It’s Economic Growth, Stupid!

A lot of ink has been spilt attempting to explain what is happening in American politics today. While there is no single explanation and there is validity in many of the theories, the single best explanation may be one of the oldest: people’s views on the economy shape their political views.

For far too many political leaders and commentators, the only two measures of economic performance are the monthly unemployment rate and the value of the stock market. Decades ago, that oversimplification may have sufficed. But circumstances have changed substantially since 1992, for example, when a presidential campaign reminded itself what the central issue was — “It’s the economy, stupid.” Large segments of the American people have a much better understanding of not only the state of today’s economy but also its future prospects.

Polling at the end of last year found that:

  • 72% of Americans believe the country is still in a recession.
  • The public is split evenly, 49% to 49%, between those who think America’s best days are behind her and those who think they are ahead of her; only 41% of Republicans and 33% of those who identify with the Tea Party think America’s best days are ahead.
  • 64% of Americans think that hard work does not guarantee success — a 10-point increase since 2013.

The data support these concerns.

It’s the economy.

  • Absent miracle growth in the last three-months of 2015, America just completed its 10th straight year of sub-3% economic growth.
  • Excluding the recession years of 2008 and 2009, growth has averaged just a bit over 2% since 2005.

This is unprecedented.

  • The four decades before the 2008 recession (1965 to 2007), growth — even with recessions –averaged 3.3%.

But absent correction, it is the new normal.
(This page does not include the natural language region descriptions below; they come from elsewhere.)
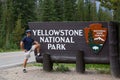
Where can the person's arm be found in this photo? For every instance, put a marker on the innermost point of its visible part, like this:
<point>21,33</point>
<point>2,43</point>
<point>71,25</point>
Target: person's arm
<point>35,42</point>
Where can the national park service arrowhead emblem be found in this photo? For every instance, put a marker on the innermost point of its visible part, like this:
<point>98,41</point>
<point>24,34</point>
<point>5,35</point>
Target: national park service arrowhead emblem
<point>95,36</point>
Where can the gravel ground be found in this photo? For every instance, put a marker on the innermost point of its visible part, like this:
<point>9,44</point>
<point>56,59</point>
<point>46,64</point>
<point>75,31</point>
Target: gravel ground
<point>37,73</point>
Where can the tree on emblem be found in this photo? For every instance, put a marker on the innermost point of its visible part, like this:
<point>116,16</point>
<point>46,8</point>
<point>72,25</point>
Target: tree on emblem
<point>90,37</point>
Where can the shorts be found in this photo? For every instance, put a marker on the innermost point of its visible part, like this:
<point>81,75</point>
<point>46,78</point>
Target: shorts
<point>27,54</point>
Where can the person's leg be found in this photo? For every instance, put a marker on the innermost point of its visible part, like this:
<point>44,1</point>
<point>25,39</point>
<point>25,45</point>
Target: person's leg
<point>27,56</point>
<point>37,47</point>
<point>25,63</point>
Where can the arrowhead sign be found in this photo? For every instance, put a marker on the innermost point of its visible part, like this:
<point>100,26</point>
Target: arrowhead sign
<point>95,36</point>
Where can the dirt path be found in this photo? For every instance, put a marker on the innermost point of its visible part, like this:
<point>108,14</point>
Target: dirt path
<point>37,73</point>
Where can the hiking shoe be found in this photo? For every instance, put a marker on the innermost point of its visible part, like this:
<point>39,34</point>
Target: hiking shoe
<point>24,70</point>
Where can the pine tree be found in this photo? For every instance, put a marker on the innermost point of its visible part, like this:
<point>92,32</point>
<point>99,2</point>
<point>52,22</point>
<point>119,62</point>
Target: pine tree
<point>25,8</point>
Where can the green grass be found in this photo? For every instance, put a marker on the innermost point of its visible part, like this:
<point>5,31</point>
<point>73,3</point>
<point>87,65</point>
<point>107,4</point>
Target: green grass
<point>62,67</point>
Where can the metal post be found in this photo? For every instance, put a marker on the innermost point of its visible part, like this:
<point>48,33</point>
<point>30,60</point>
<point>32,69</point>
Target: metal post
<point>47,63</point>
<point>114,49</point>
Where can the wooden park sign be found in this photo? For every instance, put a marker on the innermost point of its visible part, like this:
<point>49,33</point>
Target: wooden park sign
<point>98,42</point>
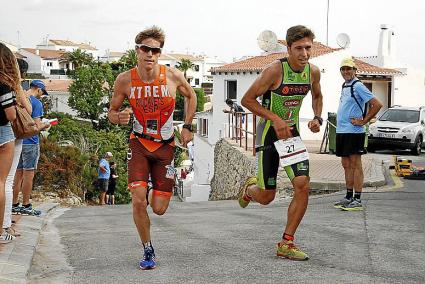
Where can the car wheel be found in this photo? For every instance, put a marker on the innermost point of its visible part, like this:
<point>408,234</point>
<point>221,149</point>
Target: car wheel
<point>418,146</point>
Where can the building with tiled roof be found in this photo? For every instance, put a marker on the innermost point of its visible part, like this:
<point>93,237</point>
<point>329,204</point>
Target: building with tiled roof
<point>200,73</point>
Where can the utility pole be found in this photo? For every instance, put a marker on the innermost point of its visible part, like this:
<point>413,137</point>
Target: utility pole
<point>327,24</point>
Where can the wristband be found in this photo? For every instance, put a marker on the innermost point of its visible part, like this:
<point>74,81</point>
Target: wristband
<point>319,119</point>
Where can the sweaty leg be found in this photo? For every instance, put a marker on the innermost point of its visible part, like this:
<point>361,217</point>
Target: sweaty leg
<point>6,154</point>
<point>298,205</point>
<point>17,185</point>
<point>27,182</point>
<point>140,214</point>
<point>260,195</point>
<point>348,171</point>
<point>356,165</point>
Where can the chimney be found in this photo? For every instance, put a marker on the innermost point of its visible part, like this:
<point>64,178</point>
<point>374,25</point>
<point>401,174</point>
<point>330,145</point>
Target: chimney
<point>386,47</point>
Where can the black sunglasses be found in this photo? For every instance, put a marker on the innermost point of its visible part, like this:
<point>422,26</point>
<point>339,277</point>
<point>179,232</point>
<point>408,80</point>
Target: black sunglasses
<point>146,48</point>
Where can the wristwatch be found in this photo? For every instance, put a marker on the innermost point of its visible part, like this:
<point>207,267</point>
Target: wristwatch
<point>188,126</point>
<point>319,119</point>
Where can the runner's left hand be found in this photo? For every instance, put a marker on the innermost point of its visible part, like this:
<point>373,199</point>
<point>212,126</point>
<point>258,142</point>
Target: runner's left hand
<point>186,136</point>
<point>314,126</point>
<point>357,121</point>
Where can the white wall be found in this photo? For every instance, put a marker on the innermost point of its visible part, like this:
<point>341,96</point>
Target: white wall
<point>34,61</point>
<point>203,160</point>
<point>409,90</point>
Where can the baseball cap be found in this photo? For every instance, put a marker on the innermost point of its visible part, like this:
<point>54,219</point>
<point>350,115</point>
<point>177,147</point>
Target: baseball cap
<point>39,84</point>
<point>348,62</point>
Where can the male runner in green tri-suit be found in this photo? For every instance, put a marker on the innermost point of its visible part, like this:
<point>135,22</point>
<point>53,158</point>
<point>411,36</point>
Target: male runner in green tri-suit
<point>283,85</point>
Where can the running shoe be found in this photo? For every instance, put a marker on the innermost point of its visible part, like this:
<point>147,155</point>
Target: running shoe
<point>29,211</point>
<point>289,250</point>
<point>243,198</point>
<point>6,238</point>
<point>343,202</point>
<point>354,205</point>
<point>148,260</point>
<point>16,210</point>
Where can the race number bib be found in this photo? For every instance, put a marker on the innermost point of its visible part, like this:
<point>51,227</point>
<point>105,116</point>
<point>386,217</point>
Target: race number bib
<point>291,151</point>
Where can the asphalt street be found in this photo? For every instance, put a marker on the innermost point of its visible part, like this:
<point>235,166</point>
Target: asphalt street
<point>218,242</point>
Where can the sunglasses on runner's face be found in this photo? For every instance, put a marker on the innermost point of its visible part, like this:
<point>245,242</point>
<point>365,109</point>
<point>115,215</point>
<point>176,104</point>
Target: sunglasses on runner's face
<point>147,48</point>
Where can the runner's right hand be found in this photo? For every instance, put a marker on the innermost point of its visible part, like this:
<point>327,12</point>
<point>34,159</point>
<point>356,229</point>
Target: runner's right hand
<point>124,116</point>
<point>283,131</point>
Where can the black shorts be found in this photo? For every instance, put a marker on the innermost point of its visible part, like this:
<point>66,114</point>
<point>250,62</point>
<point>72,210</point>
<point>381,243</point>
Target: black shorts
<point>269,162</point>
<point>350,144</point>
<point>102,184</point>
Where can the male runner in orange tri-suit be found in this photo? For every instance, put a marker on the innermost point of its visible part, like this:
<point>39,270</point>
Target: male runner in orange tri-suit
<point>150,89</point>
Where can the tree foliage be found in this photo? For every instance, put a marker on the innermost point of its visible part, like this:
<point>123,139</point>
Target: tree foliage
<point>129,59</point>
<point>91,91</point>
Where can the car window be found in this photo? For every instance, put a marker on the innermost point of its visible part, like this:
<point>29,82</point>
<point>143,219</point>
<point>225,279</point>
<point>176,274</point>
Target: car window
<point>400,115</point>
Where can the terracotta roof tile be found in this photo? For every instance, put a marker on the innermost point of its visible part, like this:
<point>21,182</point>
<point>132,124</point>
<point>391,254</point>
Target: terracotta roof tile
<point>366,68</point>
<point>178,56</point>
<point>63,42</point>
<point>258,63</point>
<point>47,53</point>
<point>57,85</point>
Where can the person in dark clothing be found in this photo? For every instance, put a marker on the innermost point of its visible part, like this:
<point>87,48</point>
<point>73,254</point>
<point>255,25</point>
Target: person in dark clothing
<point>110,194</point>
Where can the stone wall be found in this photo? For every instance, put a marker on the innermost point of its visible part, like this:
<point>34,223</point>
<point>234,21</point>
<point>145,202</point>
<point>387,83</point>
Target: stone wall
<point>232,166</point>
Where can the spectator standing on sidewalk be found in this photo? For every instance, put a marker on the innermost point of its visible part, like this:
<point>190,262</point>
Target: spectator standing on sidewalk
<point>30,154</point>
<point>110,194</point>
<point>23,100</point>
<point>350,132</point>
<point>104,173</point>
<point>9,86</point>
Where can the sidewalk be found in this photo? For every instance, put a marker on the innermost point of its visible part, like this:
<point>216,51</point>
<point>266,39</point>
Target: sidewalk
<point>16,256</point>
<point>327,172</point>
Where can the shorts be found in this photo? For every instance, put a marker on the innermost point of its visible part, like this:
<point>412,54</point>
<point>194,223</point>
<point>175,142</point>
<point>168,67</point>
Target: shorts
<point>350,144</point>
<point>269,161</point>
<point>29,157</point>
<point>111,188</point>
<point>6,134</point>
<point>158,164</point>
<point>102,184</point>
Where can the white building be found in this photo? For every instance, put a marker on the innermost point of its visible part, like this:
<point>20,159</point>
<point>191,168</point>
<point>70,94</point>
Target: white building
<point>68,46</point>
<point>408,90</point>
<point>46,62</point>
<point>233,80</point>
<point>201,72</point>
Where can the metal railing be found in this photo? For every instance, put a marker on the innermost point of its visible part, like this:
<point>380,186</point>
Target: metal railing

  • The Congressional Budget Office predicts that between now and 2040, economic growth will average just 2.2%.

Demographic changes contribute to slower future economic growth.

  • Potential economic growth is a result of labor force growth (more people providing goods and services) and productivity growth (getting more goods and services out of each unit of work).
  • After World War II, both population growth and women entering the workforce pushed economic growth higher.
  • From 1970 to 2007, the labor force grew an average of 1.7% per year. Between now and 2040, growth will just be 0.5%.
  • As the working age population shrinks, per capita GDP over the next 25 years will grow at just 1.5%, compared to 2.1% before 2007.

Small differences in growth produce big effects.

  • While it took about 27 years after 1960 for per capita GDP to double from just over $17,000 to over $34,000 it will now take nearly 50 years for per capita GDP to double.

Slower growth rates have a personal impact.

  • Median household income in 2014 was $4,000 below where it was 15 years ago.

The outlook for jobs is bleak.

  • Of the 15 occupations with the largest expected job growth between now and 2024, 11 pay wages below the median annual wage for all workers (below $35,540).
  • Growth in these 15 occupations is expected to result in an additional 3.5 million jobs — which is equal to about 35% of the total number of net new jobs.

No wonder so many people are so angry! A recent NBC/Esquire poll focused on attempting to understand this anger.

  • 49% of Americans, including 61% of Republicans, said they find themselves feeling angrier now about current events than they were one year ago.
  • 54% of Americans say their financial situation is worse today that they thought it would be with a plurality saying it is harder to get ahead today.

William Galston has written a series of excellent op-eds for The Wall Street Journal (here, here, and here) that, using much of the data above, offer an explanation between what is occurring economically and how that is playing out politically.

This is the GREAT challenge: Given the headwinds of demographic change and recognizing there is no silver bullet, the challenge to policymakers is to focus on a comprehensive set of policies that can lead to the type of economic growth that Americans used to enjoy and now see slipping away.